DEVELOPING THE NATIONAL OIL COMPANY
Upon the completion of the restructuring of state assets and the commercialisation of the national oil company Government would have to determine whether the company would remain at the upstream and refining level or whether it would in the medium to long term develop into a fully fledged integrated oil company. There are many routes which could be followed in either of the options. Commercial processes in this regard should take precedence prior to ensuring Black economic empowerment through state assets.
DEVELOPING A PETROCHEMICAL INDUSTRY
The White Paper clearly indicates that 'Government would promote a refining and petrochemical hub at a coastal location1. The problem with the country's current strategy for developing a petrochemical industry is that it is much too reliant on one player in the industry, namely, Sasol. This strategy has not produced the desired results and therefore a more broad based strategy which includes other industry players would have to evolve. The synfuels process also has missing links in petrochemical streams. At the same time it does play a significant role in the petrochemical industry. However, the country's export orientated trade policy means that coastal locations would have to be studied and evolved in order to realise the development of the petrochemical industry. However, progress in this regard is rather slow and Government would have become the catalyst to ensure the expansion of a petrochemical industrial complex in this country.

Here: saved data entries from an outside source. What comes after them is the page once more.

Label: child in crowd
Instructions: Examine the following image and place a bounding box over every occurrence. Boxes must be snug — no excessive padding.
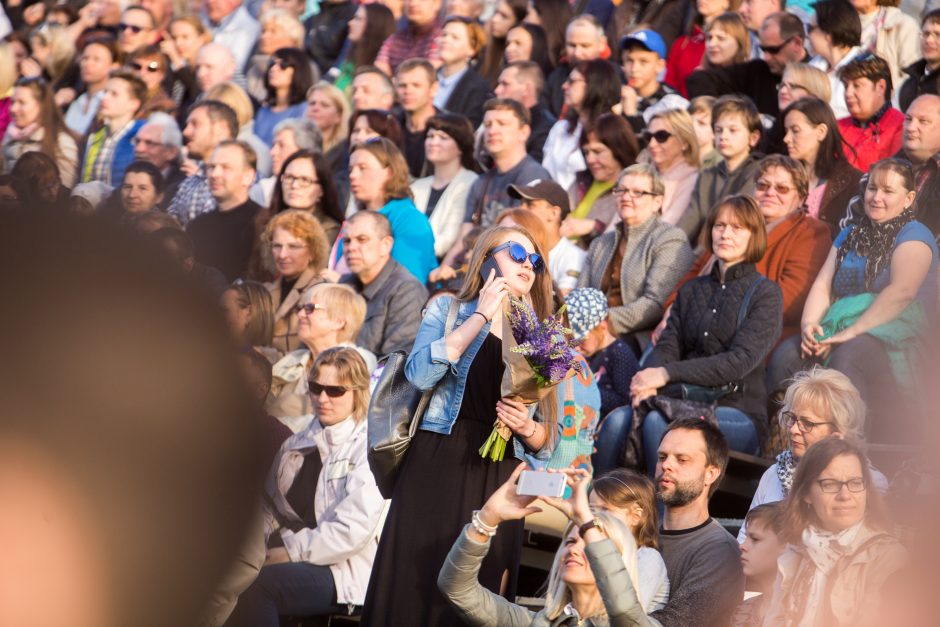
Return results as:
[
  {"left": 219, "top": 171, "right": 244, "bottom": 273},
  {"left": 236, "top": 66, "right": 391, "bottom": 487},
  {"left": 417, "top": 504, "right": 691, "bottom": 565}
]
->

DEVELOPING THE GAS INDUSTRY
A number of gas projects are underway and the two most prominent is the Pande and Temane projects in Mozambique and the Kudu gas project in Namibia. The natural gas industry in South Africa is unique in that the largest sources of supply lie outside the borders of the country while the revenue stream and largest anchor clients are based in the industrial heartland of this country. The Kudu gas project is worth some $ 3 billion dollars for the region with more than half the investment being earmarked for South Africa
Government has been rather slow in the development of necessary legislation which creates investor confidence. While the Gas Bill undergoes its own metamorphosis Government must indicate to investors that its policy framework would encourage investment for the development of the local gas industry. Moreover, investors should be confident that the Gas Bill would reach Parliament by the third quarter of this year.
These gas projects can also become an integral part of the development of the country's petrochemical complex. The development of the gas industry would allow us to remain apace with important environmental concerns, more especially, given the drive by Government to develop the tourism industry.
The country needs to develop an industrial strategy for the liquid fuels industry as part of its medium to long term planning. The energy industry is an important catalyst to economic development.
The local liquid fuels industry would have to develop into an internationally competitive industry. As a country we should not repeat the apartheid experience in the form of an industrial divide between Afrikaner and English business. Policies need to ensure that transformation occurs for the vast majority of this country in order that the divide between the established oil companies and Black oil companies can be narrowed. So that one day in our not to distant future we just speak about the oil industry and not about a White oil industry and a Black oil industry
In this county and the continent the African Renaissance would economically develop on the basis of the minerals-energy complex, agriculture and tourism. Upon this base primary and secondary industry related to beneficiation and commodity production would emerge. Our future lies in policies and choices which we make today.